5.2.1 Harvard Humanitarian Initiative (HHI) Project - Emergence of ‘Crisis Mapping’ 2007 was an extraordinary year for the outset of VGI and Crisis Mapping. While Goodchild (2007) coined the term of VGI as the participatory citizen science in a voluntary approach, Harvard Humanitarian Initiative (HHI, n.d.) launched a new historical research program of ‘Crisis Mapping and Early Warning’ in 2007-2009. This two-year project “seeks to develop an evidence base to information technologies, to convene the humanitarian and technical communities, to facilitate the dialogue among humanitarian actors, and to provide new sources of data to improve understanding of conflict dynamics” (HHI, n.d.). HHI highly acknowledged the role of ICT in a disaster setting. Specifically, HHI centralizes on the impacts of geospatial and crowdsourcing technologies, importantly, on crisis mapping. However, the term ‘crisis mapping’ was still hard to define (HHI, n.d.). With the research findings in the years after 2007, scientists from HHI had determined the future research directions of crisis mapping in disaster response. Thus, in 2009, HHI identified crisis mapping as encompassing three main fields: crisis map sourcing, crisis map visualization, and crisis map analysis (Meier, 2011a). Meier explained that, on crisis map sourcing, one can utilize various methodologies and technologies for data collection, ranging from traditional paper survey methods to the modern social media postings. On crisis visualization, practitioners visually present the collected information on a dynamic map so that

66 the users can interact with the information with each other on a large scale (Meier, 2011a).

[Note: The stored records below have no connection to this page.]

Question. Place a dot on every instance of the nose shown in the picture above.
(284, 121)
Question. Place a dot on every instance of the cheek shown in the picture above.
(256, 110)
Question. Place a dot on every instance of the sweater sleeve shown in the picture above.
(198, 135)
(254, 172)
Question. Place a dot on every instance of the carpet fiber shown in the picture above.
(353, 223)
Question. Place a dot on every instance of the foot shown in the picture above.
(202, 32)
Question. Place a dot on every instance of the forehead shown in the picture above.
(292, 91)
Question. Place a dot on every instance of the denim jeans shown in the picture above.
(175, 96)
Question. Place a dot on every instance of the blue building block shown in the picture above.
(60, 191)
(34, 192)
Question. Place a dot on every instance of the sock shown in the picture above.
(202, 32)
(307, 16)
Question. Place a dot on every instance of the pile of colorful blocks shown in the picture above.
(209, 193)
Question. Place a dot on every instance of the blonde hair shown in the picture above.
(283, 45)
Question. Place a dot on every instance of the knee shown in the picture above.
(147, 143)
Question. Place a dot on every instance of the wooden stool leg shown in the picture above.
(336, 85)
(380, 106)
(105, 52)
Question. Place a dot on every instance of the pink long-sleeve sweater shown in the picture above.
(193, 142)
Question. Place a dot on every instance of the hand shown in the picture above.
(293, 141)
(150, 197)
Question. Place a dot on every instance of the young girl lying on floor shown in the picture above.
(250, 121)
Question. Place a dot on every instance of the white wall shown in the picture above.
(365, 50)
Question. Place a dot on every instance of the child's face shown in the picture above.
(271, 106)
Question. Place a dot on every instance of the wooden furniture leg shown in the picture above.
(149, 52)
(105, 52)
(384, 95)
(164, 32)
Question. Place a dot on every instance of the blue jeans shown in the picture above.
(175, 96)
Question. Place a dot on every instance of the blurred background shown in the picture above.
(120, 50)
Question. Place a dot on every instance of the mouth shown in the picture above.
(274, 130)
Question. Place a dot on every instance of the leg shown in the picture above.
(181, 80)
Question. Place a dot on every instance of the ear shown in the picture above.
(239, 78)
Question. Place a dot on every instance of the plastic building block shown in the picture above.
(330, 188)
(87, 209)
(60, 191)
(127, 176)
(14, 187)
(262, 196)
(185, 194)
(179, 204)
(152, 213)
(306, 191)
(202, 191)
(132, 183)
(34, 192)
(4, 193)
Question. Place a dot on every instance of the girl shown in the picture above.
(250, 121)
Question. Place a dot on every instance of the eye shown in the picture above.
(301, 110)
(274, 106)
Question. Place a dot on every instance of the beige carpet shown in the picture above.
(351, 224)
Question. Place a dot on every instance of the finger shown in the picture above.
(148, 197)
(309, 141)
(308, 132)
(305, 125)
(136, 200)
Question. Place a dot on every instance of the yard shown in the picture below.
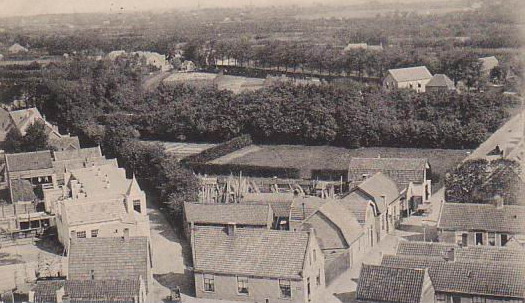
(307, 158)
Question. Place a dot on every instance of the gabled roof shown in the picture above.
(88, 290)
(488, 63)
(401, 170)
(29, 161)
(484, 217)
(441, 80)
(390, 284)
(379, 186)
(250, 252)
(475, 278)
(108, 258)
(341, 218)
(240, 214)
(410, 73)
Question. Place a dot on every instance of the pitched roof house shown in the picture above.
(414, 78)
(246, 264)
(480, 224)
(393, 284)
(440, 82)
(100, 201)
(412, 176)
(57, 291)
(243, 215)
(454, 280)
(102, 259)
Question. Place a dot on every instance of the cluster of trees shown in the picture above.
(482, 181)
(35, 139)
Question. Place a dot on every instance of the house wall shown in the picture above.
(466, 298)
(260, 289)
(450, 236)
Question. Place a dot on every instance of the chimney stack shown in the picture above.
(231, 229)
(498, 201)
(126, 235)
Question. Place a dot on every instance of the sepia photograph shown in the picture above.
(262, 151)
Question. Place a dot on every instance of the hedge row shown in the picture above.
(247, 170)
(220, 150)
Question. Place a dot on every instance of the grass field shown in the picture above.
(307, 158)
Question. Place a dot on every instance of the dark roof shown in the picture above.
(401, 170)
(109, 258)
(88, 290)
(250, 252)
(390, 284)
(29, 161)
(440, 80)
(476, 278)
(340, 218)
(463, 254)
(380, 185)
(486, 217)
(241, 214)
(22, 191)
(410, 73)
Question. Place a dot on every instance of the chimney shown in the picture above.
(60, 294)
(498, 201)
(448, 254)
(231, 228)
(126, 235)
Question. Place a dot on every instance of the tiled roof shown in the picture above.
(341, 218)
(83, 153)
(440, 80)
(280, 203)
(479, 278)
(29, 161)
(429, 249)
(390, 284)
(108, 258)
(96, 211)
(410, 73)
(250, 252)
(487, 217)
(488, 63)
(401, 170)
(88, 290)
(380, 185)
(303, 207)
(463, 254)
(242, 214)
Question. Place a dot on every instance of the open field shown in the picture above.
(307, 158)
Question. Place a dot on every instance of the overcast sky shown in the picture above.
(35, 7)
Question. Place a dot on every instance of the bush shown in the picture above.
(220, 150)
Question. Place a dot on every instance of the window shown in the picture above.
(242, 285)
(479, 238)
(209, 283)
(285, 289)
(441, 298)
(504, 239)
(136, 205)
(492, 239)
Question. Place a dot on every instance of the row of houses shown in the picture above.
(277, 246)
(437, 272)
(100, 218)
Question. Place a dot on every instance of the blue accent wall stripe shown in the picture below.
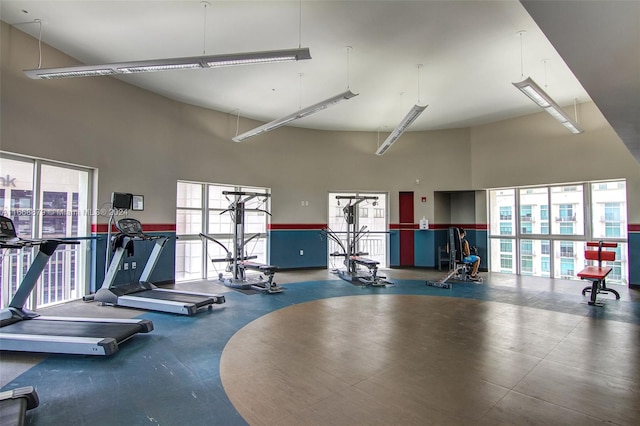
(634, 253)
(286, 246)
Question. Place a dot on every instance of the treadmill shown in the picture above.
(15, 403)
(143, 294)
(22, 330)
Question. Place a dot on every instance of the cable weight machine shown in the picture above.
(359, 269)
(238, 260)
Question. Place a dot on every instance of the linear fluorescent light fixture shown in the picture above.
(212, 61)
(544, 101)
(400, 128)
(296, 115)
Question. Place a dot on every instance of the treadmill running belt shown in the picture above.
(118, 331)
(174, 297)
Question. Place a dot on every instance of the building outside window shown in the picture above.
(557, 221)
(61, 210)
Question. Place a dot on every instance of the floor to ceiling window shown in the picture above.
(45, 200)
(203, 208)
(547, 236)
(372, 216)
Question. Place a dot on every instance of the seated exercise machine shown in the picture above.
(143, 294)
(238, 261)
(459, 270)
(358, 268)
(597, 274)
(15, 403)
(26, 331)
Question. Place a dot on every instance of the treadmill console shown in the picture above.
(7, 230)
(130, 227)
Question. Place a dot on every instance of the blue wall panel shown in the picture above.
(394, 249)
(634, 253)
(285, 246)
(424, 248)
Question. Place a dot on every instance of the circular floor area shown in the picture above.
(405, 359)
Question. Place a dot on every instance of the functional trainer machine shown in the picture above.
(238, 261)
(358, 268)
(143, 294)
(459, 270)
(26, 331)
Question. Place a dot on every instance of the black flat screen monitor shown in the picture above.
(121, 200)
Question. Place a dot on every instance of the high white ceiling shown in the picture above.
(471, 52)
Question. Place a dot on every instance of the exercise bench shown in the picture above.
(598, 274)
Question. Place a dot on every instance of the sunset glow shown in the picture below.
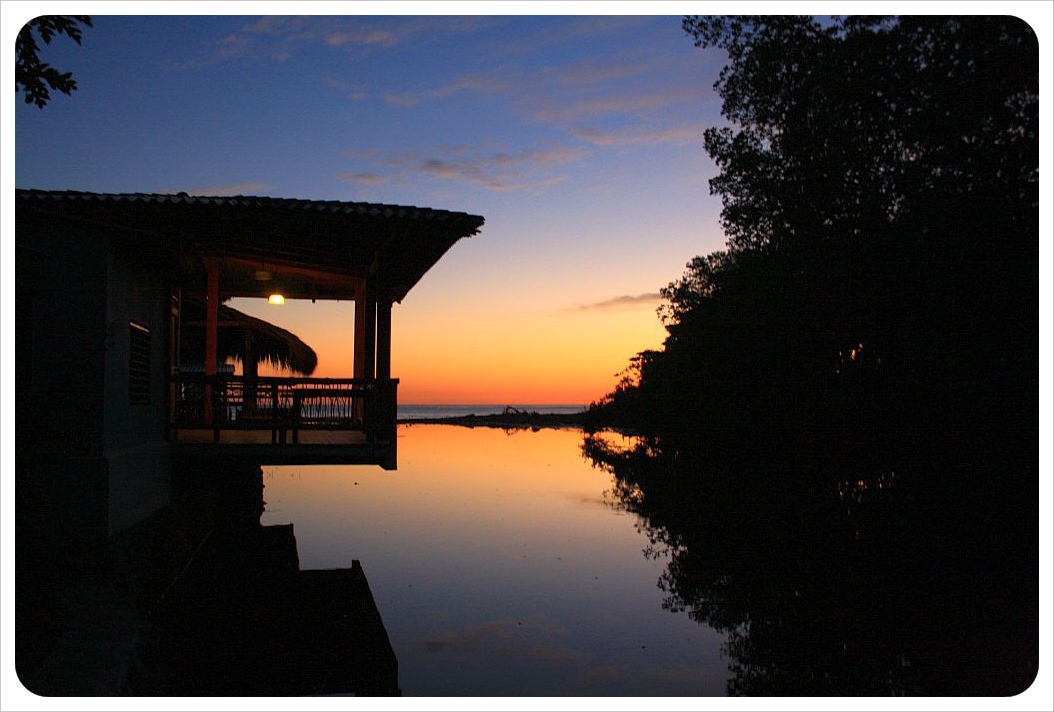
(579, 140)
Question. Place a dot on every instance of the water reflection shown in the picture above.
(245, 619)
(501, 567)
(864, 588)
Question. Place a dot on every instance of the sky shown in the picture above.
(578, 138)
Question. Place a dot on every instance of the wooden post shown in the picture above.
(358, 360)
(211, 340)
(384, 340)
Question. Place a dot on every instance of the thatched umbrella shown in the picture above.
(246, 338)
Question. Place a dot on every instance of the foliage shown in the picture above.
(873, 318)
(34, 77)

Crisis Mapping analysis strives to provide real-time information to support the decision-making process, with crisis mapping platforms. The platforms enable users to query the information and assess the impacts of a disaster in an effective fashion (Meier, 2011a). In addition to the discovery of three components of crisis mapping, the rising role of open-source crisis mapping software, use of social media, online volunteers who engaged in crisis mapping activities, as well as the growing interaction between humanitarian organizations and the volunteer communities, all had brought crisis mapping into a new era (Meier, 2011a).

5.2.2 Post-Election Crisis in Kenya - Formation of Ushahidi “We will create an engine that will allow anyone to source information from the field and provide a free and open-source tool that will help in the crowdsourcing of information, focusing on crisis and early-warning information.” -- Erik Hersman, one of the creators of Ushahidi (Ushahidi, 2018)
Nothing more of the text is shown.